Obesity Boosts Postoperative Pancreatic Cancer Risks

Researchers find increased metastasis, recurrence, death risk in the obese

TUESDAY, March 17 (HealthDay News) -- Obese pancreatic cancer patients who undergo surgery have higher cancer recurrence and metastasis rates and a greater risk of death than non-obese patients, according to research published in the March issue of the Archives of Surgery.

Jason B. Fleming, M.D., of the University of Texas M.D. Anderson Cancer Center in Houston, and colleagues used data from 285 patients who underwent surgery to treat adenocarcinoma from 1999 to 2006. The researchers divided the patients into groups by body mass index (BMI): under 23, 23 to 25, 26 to 29, 30 to 35 and over 35 (defined as obese).

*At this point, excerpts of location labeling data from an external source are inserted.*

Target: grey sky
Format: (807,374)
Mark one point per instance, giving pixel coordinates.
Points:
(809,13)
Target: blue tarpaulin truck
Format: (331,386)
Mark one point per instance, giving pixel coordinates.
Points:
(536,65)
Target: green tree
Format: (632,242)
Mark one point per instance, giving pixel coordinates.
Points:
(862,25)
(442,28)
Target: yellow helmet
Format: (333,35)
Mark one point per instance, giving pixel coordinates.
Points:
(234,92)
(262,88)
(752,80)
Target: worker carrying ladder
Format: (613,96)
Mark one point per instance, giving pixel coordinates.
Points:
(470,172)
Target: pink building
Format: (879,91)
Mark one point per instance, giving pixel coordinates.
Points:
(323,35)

The researchers assessed incidence of lymph node metastasis, cancer recurrence and survival, and correlated outcomes with BMI.

Obese patients (with a BMI over 35) were 12 times more likely to have lymph node metastasis compared with non-obese patients (BMI ≤35), the investigators found. Cancer recurrence was higher in the obese patients (95 percent) versus non-obese patients (61 percent), and obese patients had nearly twice the risk of death compared with non-obese patients, the researchers report. No increased risk was discerned related to the difficulty of performing surgery on obese patients, the authors note.

"Previous epidemiologic studies found that a BMI of more than 35 is associated with a 2.61 relative risk of death from pancreatic cancer. Our findings extend these observations to those patients who undergo surgery to treat pancreatic cancer and suggest that obesity is a host factor affecting tumor biology independent of the difficulties (patient- and treatment-related) involved in delivering oncologic care in obese patients," Fleming and colleagues conclude.